7643 Views 72 Replies 40 Participants Last post by  hiker
As the proud owner of two Colt products, a 1973-purchased Series 70 Government Model (since worked on by Jim Stroh of Alpha Precision) and a Ted Yost Signature Grade LW Commander, I have great affection and reverence for the guns of the rampant stallion. Come to think of it, I have an LE6920 carbine, too, but I digress....

While attending the annual meeting of the Association of the United States Army in Washington, DC, this morning, I wandered into the Colt exhibit. Their booth was, as you might expect, heavy on long arms, but they also had a couple of displays of pistols, including a lovely nickel-plated SAA, and six or eight 1911s.

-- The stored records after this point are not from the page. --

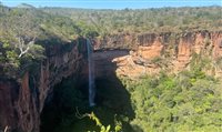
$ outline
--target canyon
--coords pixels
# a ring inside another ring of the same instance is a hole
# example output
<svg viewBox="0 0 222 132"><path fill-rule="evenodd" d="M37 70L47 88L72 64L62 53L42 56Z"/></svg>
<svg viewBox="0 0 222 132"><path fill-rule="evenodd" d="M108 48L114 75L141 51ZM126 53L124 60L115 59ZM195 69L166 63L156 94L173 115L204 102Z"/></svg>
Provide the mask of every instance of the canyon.
<svg viewBox="0 0 222 132"><path fill-rule="evenodd" d="M77 42L79 41L79 42ZM50 45L47 59L33 77L28 70L21 78L0 80L0 126L24 132L40 131L40 115L53 97L53 87L75 77L79 87L88 82L87 41L81 38L69 45ZM222 32L122 33L92 39L95 79L131 79L158 74L161 70L176 73L190 69L193 54L214 61L222 57ZM67 49L68 50L62 50ZM212 73L212 71L209 71ZM220 68L214 75L222 75ZM3 108L3 109L2 109ZM118 109L118 108L117 108Z"/></svg>

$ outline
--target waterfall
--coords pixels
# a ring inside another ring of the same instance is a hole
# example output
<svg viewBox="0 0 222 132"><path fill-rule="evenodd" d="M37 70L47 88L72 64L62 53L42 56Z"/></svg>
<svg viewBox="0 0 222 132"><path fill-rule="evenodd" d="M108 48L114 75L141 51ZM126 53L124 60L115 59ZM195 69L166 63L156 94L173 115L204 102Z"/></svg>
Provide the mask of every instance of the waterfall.
<svg viewBox="0 0 222 132"><path fill-rule="evenodd" d="M92 60L92 47L89 39L87 39L87 50L88 50L88 67L89 67L89 103L90 106L95 105L95 85L94 85L94 63Z"/></svg>

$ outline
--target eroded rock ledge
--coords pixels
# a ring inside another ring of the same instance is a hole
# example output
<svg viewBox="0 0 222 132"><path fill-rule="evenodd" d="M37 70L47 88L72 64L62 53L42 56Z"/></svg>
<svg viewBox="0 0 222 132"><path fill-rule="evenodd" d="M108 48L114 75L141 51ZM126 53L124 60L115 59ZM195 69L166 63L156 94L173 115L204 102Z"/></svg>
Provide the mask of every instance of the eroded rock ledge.
<svg viewBox="0 0 222 132"><path fill-rule="evenodd" d="M39 132L40 114L53 85L70 75L78 77L87 63L85 40L69 45L47 47L47 59L22 78L0 79L0 130ZM33 74L34 72L34 74Z"/></svg>

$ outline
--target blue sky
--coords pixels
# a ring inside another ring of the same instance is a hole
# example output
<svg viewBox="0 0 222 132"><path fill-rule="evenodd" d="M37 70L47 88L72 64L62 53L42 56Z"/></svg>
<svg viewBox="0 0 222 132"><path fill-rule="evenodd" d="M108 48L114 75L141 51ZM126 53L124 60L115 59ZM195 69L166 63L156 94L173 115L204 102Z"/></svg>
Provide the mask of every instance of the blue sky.
<svg viewBox="0 0 222 132"><path fill-rule="evenodd" d="M29 3L34 7L68 7L90 9L144 9L161 7L222 6L222 0L0 0L4 6Z"/></svg>

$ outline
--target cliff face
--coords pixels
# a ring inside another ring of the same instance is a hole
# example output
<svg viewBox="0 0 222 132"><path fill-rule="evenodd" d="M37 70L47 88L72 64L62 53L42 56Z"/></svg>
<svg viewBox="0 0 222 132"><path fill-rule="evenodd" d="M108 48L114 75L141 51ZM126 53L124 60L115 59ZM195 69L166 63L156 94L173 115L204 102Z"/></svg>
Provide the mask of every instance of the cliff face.
<svg viewBox="0 0 222 132"><path fill-rule="evenodd" d="M37 75L29 71L21 79L0 80L0 129L38 132L40 113L46 99L52 94L53 85L63 78L78 75L85 64L84 40L69 45L52 45L48 58L37 68ZM63 49L63 47L69 49Z"/></svg>
<svg viewBox="0 0 222 132"><path fill-rule="evenodd" d="M193 54L209 58L212 63L222 57L222 32L151 33L137 40L135 50L112 60L118 64L118 75L137 78L161 70L178 72L190 68ZM214 72L220 75L221 70L218 68Z"/></svg>

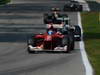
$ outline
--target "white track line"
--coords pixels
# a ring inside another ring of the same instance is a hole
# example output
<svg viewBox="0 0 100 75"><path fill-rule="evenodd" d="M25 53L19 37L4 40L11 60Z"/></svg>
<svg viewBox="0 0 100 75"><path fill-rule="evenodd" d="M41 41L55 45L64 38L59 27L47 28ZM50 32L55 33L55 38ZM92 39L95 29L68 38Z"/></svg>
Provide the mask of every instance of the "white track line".
<svg viewBox="0 0 100 75"><path fill-rule="evenodd" d="M81 23L81 16L80 16L79 12L78 12L78 25L81 27L81 31L82 31L82 35L83 35L83 28L82 28L82 23ZM88 60L87 53L85 51L85 46L84 46L83 39L80 42L80 52L81 52L81 55L82 55L82 60L83 60L83 64L84 64L85 71L86 71L85 75L93 75L94 71L93 71L93 68L92 68L89 60Z"/></svg>

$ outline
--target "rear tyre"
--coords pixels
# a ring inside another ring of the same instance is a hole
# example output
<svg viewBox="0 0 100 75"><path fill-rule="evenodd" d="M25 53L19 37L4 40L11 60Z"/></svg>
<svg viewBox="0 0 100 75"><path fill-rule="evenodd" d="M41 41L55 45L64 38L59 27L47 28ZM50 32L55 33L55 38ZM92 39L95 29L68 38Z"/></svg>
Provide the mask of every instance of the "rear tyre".
<svg viewBox="0 0 100 75"><path fill-rule="evenodd" d="M68 36L64 36L64 38L62 39L62 44L63 44L63 47L67 46L67 49L66 49L66 53L69 53L70 52L70 40L69 40L69 37Z"/></svg>
<svg viewBox="0 0 100 75"><path fill-rule="evenodd" d="M27 46L28 46L27 50L29 53L35 53L35 51L30 50L29 45L35 46L34 38L33 39L30 38L29 40L27 40Z"/></svg>

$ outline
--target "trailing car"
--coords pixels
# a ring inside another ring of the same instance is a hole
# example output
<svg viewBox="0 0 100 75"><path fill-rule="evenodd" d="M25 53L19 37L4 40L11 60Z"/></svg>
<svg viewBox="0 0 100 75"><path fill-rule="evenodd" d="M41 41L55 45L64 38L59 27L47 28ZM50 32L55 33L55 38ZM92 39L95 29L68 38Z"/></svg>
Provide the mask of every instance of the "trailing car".
<svg viewBox="0 0 100 75"><path fill-rule="evenodd" d="M44 34L35 34L27 40L28 52L70 52L74 49L73 36L62 34L55 28L47 29Z"/></svg>
<svg viewBox="0 0 100 75"><path fill-rule="evenodd" d="M68 1L63 8L64 11L83 11L83 6L78 1Z"/></svg>

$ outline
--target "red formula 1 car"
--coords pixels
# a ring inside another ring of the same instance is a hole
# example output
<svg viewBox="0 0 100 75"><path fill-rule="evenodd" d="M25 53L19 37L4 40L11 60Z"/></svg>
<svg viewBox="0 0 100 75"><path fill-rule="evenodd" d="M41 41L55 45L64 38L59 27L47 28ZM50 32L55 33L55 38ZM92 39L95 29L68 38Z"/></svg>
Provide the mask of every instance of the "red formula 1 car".
<svg viewBox="0 0 100 75"><path fill-rule="evenodd" d="M28 52L53 51L70 52L74 45L69 35L63 35L55 29L47 29L44 34L35 34L27 41Z"/></svg>

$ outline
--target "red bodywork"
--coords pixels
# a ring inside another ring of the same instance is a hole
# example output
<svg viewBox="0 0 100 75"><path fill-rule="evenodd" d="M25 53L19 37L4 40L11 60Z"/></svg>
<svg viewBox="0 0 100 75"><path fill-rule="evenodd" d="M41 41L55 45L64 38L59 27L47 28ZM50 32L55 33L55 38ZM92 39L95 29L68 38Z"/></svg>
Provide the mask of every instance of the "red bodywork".
<svg viewBox="0 0 100 75"><path fill-rule="evenodd" d="M35 35L35 37L34 37L36 39L35 45L36 45L36 47L41 47L43 49L52 49L53 50L58 45L61 45L63 37L64 37L64 35L62 35L58 32L55 32L52 35L48 35L48 33L38 34L38 35Z"/></svg>

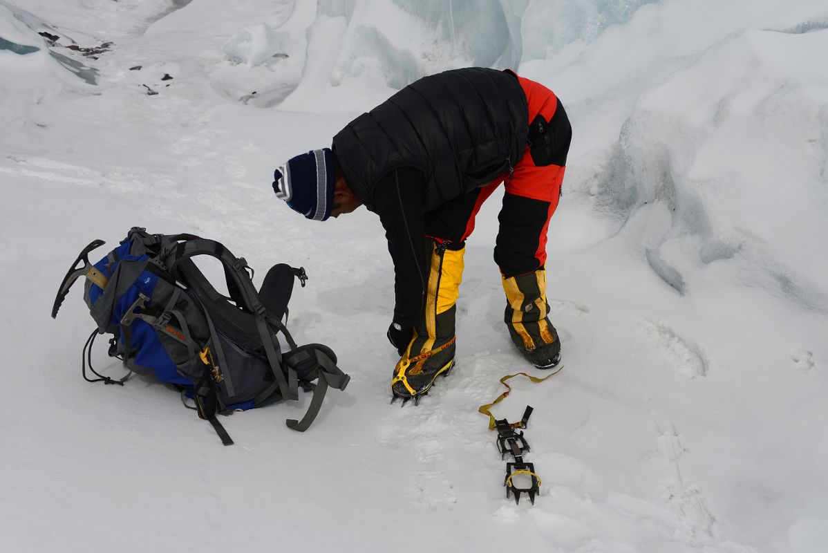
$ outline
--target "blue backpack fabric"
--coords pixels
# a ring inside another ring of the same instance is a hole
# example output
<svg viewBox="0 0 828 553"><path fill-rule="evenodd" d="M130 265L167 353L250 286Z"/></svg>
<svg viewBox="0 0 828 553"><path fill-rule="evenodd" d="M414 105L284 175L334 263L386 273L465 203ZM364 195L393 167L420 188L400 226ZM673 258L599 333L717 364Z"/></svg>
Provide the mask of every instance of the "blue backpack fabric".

I was handling the CCO Gunsite pistol, a design I've always admired, and looked at the tag that had been printed, laminated, and attached to it, with key features, suggested retail price, etc.

To my dismay, it proclaimed the model I was holding to be the "Gunsight" model. :( The fact that the pistol was pretty roughly put together with a clunky trigger didn't do much for my morale, either.

OK, it's a small thing, but you know, to me it speaks volumes about Colt's lack of engagement in the marketplace. I wish like hell that Colt's would return the brand to what many of us would like to think of as its rightful place in the market, which it long ago ceded to Kimber, Springfield, et. al.

That would be something we could all be happy about.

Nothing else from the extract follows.